When Dylan Campione ’21 and Ryan Barry ’21 were students at St. David's School prior to attending Regis, they'd talk about baseball so much during class that a teacher eventually allowed them to use a separate room during free time and after school to discuss the sport with as much enthusiasm as they wished. Their chats began to attract fellow students who wanted to join in, and soon the room became a hub of baseball conversation.
At Regis, Campione and Barry first found an outlet for their passion in The Falcon, the school’s sports publication. But during their senior year in 2020 — while balancing varsity baseball and college applications — they teamed up with Henry Kolani ’23 to create Side Retired, a podcast that welcomes guests from the baseball world and covers all aspects of the game, from statistical analyses of on-the-field play to deep-dives into off-the-field transactions. Guests have included National Baseball Hall of Fame president Josh Rawitch, former Yankees beat reporter Sweeny Murti, and Homer Bush, the former Yankee and current manager of the Staten Island FerryHawks.

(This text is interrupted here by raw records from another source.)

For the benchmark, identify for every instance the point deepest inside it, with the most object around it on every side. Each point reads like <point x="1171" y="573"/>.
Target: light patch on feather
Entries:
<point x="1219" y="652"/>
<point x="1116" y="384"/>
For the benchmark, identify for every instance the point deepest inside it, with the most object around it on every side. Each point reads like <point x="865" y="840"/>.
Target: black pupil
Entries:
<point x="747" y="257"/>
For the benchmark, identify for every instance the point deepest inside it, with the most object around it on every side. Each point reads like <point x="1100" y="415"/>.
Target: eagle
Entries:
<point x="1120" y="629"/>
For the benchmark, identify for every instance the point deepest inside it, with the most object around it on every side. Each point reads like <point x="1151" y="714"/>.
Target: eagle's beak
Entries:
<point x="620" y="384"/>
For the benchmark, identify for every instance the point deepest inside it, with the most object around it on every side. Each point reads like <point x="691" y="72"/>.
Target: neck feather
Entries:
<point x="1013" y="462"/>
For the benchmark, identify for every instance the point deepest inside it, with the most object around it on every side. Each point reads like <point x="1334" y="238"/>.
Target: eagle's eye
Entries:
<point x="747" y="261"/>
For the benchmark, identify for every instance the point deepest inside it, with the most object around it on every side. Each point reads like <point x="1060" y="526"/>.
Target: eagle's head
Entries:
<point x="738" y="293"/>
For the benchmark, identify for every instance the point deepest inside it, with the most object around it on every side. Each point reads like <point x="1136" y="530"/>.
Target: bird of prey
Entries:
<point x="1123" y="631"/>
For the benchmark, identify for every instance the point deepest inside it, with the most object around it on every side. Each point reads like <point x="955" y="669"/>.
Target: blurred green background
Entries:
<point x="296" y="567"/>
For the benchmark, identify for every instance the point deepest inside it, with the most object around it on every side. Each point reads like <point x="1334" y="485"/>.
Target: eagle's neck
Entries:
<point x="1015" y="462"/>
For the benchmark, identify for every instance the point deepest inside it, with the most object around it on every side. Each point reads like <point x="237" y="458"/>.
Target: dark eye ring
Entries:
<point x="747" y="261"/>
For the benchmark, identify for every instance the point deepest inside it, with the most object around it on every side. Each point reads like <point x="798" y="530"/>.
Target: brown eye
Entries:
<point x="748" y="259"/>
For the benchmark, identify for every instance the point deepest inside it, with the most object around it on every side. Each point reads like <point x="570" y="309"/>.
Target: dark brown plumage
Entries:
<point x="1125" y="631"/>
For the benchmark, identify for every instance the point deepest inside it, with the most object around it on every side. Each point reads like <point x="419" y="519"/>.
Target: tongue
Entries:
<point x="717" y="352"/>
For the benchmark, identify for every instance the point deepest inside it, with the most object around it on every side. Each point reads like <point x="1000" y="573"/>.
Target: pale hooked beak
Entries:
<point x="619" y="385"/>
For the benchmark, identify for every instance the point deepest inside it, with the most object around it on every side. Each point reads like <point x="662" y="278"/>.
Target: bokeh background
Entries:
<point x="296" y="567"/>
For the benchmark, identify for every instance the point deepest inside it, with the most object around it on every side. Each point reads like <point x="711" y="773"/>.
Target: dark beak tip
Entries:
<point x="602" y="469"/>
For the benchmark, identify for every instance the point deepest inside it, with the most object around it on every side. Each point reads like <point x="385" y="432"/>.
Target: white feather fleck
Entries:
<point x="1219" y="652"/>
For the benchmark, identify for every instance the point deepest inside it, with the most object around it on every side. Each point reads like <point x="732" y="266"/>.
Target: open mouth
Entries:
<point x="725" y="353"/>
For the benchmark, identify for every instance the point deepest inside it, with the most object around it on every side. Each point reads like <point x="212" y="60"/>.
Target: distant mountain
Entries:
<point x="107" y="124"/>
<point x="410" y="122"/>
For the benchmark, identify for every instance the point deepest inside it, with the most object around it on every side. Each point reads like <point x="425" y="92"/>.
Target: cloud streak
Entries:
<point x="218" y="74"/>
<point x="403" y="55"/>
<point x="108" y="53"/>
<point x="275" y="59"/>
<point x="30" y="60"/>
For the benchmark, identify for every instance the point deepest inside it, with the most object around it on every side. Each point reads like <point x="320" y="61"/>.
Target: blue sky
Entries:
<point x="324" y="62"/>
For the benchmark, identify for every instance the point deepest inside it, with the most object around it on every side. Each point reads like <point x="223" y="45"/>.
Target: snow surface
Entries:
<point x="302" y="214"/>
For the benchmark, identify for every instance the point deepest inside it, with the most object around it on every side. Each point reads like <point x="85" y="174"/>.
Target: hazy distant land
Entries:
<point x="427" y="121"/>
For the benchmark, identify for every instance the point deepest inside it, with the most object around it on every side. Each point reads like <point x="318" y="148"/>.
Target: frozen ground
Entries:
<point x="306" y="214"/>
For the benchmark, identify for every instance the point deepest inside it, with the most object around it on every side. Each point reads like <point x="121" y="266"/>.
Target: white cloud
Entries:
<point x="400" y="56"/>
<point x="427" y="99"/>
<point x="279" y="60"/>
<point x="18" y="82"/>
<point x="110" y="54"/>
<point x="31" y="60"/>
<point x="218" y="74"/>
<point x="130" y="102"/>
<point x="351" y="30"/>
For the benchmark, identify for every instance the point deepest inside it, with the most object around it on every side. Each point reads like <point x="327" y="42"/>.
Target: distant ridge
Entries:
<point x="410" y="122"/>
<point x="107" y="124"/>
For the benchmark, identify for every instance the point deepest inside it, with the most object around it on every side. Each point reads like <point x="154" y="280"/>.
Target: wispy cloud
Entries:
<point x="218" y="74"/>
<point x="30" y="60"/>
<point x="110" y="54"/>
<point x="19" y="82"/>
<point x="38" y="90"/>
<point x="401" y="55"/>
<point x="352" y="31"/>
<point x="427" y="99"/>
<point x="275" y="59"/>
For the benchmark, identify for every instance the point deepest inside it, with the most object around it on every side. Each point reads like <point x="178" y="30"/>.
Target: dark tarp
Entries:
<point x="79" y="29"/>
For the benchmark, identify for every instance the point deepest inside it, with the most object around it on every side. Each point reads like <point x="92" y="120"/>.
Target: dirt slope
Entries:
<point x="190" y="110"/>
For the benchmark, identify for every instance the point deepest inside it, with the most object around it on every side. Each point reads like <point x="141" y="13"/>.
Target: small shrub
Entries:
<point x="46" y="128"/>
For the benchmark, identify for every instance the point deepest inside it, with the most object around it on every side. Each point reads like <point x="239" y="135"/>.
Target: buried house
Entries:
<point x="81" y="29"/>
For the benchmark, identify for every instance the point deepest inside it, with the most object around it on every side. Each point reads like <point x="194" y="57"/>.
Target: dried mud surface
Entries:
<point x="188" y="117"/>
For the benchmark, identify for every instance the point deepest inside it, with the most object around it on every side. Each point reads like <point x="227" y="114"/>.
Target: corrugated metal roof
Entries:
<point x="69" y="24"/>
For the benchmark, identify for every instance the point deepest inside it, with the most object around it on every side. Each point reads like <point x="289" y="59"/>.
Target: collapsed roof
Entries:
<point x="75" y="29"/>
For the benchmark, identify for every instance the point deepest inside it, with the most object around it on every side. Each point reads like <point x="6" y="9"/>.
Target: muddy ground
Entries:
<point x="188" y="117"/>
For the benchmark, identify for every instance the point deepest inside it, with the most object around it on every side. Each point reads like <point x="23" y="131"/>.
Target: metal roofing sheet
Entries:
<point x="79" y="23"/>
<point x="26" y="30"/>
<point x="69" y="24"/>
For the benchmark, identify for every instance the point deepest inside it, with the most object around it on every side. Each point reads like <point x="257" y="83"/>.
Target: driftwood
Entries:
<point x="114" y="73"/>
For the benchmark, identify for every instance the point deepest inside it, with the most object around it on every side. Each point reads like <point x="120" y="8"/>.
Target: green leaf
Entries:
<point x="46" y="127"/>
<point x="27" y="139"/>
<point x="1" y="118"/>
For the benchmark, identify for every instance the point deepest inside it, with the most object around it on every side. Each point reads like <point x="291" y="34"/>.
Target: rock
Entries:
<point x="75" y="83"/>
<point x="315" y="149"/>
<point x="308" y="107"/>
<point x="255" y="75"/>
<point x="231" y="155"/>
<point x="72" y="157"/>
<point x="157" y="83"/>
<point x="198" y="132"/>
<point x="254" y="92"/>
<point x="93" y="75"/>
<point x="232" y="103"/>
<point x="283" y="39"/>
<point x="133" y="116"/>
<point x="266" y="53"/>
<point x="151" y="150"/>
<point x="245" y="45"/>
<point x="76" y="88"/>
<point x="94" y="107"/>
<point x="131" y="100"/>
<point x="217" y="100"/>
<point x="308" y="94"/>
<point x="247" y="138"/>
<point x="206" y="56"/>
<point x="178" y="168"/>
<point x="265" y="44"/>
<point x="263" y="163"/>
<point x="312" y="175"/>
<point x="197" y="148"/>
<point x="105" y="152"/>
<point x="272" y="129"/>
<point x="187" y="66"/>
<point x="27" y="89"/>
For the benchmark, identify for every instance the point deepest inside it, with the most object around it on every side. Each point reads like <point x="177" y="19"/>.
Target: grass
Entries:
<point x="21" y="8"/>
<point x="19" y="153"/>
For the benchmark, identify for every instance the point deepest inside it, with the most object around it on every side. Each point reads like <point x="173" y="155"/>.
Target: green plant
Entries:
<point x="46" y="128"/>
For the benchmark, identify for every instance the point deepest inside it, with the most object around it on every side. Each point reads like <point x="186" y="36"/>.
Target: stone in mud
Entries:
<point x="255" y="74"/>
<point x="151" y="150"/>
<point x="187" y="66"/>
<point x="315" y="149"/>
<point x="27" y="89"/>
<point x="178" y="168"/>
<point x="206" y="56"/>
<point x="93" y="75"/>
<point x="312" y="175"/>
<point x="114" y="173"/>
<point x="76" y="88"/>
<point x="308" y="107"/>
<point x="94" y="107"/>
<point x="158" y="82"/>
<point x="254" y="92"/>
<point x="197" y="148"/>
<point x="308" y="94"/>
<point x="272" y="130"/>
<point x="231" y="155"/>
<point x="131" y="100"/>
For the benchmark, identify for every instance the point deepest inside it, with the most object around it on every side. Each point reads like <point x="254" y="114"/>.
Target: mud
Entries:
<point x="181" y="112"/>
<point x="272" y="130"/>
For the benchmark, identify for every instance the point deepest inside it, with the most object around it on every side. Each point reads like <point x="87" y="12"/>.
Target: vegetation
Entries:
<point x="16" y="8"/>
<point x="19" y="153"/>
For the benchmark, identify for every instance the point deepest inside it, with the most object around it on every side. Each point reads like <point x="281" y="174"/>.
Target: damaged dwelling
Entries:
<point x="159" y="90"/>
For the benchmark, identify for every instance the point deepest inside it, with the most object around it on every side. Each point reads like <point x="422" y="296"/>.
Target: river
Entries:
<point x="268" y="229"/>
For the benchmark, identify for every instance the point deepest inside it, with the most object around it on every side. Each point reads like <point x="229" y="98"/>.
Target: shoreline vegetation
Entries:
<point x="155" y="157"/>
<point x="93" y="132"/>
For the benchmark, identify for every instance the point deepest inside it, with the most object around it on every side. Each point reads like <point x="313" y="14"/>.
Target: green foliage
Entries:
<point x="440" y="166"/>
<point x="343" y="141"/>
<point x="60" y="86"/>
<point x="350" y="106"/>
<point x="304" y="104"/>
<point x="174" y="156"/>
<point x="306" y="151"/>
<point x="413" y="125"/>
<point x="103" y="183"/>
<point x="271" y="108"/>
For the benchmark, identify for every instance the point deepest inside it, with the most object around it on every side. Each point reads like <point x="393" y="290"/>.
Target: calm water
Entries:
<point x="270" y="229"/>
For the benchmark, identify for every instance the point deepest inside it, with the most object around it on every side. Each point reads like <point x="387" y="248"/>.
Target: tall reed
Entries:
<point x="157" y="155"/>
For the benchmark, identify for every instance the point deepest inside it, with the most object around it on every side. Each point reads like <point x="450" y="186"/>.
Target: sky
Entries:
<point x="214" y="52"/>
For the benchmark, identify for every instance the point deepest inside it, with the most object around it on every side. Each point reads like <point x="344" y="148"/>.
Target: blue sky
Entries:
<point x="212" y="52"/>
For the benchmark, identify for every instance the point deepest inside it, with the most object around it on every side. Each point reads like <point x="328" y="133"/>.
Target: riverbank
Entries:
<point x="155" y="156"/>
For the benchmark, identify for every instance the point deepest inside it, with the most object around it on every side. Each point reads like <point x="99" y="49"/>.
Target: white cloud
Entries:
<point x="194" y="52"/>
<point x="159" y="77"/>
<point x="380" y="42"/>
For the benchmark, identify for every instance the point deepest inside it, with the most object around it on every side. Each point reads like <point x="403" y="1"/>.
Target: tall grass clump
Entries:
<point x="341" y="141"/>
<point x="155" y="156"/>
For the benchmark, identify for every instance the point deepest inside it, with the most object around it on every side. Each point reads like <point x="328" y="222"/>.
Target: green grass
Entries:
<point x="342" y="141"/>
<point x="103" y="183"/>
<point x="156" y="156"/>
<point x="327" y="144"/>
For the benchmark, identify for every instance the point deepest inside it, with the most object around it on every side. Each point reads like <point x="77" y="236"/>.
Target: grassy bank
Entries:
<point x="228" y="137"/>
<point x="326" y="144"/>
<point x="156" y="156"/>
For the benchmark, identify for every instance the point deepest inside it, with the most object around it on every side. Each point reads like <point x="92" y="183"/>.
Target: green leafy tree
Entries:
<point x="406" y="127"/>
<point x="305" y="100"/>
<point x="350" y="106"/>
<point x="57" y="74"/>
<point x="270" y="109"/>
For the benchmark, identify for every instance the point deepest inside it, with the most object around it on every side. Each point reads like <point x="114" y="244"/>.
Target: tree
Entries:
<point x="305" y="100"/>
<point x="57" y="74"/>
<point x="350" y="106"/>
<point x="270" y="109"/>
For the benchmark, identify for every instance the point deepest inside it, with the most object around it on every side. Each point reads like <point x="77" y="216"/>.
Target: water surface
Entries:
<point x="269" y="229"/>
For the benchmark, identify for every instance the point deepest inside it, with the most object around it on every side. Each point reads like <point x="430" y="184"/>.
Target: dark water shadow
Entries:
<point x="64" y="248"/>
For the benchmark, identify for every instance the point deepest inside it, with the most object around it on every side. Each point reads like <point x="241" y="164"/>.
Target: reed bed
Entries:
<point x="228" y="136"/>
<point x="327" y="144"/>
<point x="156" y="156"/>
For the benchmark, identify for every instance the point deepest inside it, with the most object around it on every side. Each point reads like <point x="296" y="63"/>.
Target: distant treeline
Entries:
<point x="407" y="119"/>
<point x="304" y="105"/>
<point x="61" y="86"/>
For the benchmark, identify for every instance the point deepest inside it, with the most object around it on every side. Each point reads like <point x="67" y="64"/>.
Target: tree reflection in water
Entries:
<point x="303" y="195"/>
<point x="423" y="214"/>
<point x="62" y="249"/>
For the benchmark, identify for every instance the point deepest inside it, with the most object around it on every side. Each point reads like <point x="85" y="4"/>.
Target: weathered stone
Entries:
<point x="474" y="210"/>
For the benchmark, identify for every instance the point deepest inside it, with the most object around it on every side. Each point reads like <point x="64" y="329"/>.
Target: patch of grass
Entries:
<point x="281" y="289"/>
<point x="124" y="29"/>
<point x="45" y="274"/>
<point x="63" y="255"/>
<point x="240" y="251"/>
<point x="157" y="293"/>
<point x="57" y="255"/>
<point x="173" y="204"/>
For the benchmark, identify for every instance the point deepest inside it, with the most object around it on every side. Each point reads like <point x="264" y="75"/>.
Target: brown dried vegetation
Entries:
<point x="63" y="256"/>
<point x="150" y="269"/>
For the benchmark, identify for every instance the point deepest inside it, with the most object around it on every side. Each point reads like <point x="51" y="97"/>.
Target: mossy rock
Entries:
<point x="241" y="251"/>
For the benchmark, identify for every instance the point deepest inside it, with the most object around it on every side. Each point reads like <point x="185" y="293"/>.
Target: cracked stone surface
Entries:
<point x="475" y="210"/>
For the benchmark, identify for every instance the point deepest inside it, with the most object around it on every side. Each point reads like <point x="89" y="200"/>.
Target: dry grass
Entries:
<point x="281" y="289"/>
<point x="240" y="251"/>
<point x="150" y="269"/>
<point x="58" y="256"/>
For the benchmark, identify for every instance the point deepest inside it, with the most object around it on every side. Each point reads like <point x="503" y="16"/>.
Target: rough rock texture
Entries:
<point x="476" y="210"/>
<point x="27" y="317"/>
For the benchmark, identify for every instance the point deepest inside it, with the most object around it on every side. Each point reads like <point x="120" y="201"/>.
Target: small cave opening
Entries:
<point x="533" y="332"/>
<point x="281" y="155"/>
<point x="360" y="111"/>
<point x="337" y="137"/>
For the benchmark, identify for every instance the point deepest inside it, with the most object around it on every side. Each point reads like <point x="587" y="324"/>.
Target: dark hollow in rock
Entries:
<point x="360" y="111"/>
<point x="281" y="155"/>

Campione, who is working this summer as an intern for Major League Baseball, has remained as the primary host for the podcast, which records three new episodes each week. But the cast of rotating co-hosts includes a number of other Regians, including Harry Kilman ’22, Matt Potter ’22, and senior Jack Stappenbeck ’23. Curran Schestag ’22 and Jonas Guerriere ’22 also appear on the podcast as “club ambassadors” who discuss specific teams.
Since launching, the show has recorded nearly 300 episodes and is currently in Apple’s 100 most-listened-to baseball podcasts.
Ben Lindbergh ’05, a senior editor at The Ringer and the co-host of Fangraphs’ Effectively Wild podcast, was one of the first guests on Side Retired and helped the show land some notable names to chat with in its early days. Declan Cronin ‘15, a pitcher for the minor-league Charlotte Knights, has also appeared on the podcast to talk about his journey from Regis to professional baseball.
“This is a year-round, die-hard fandom,” says Campione. “We all have a statistical love for the game.”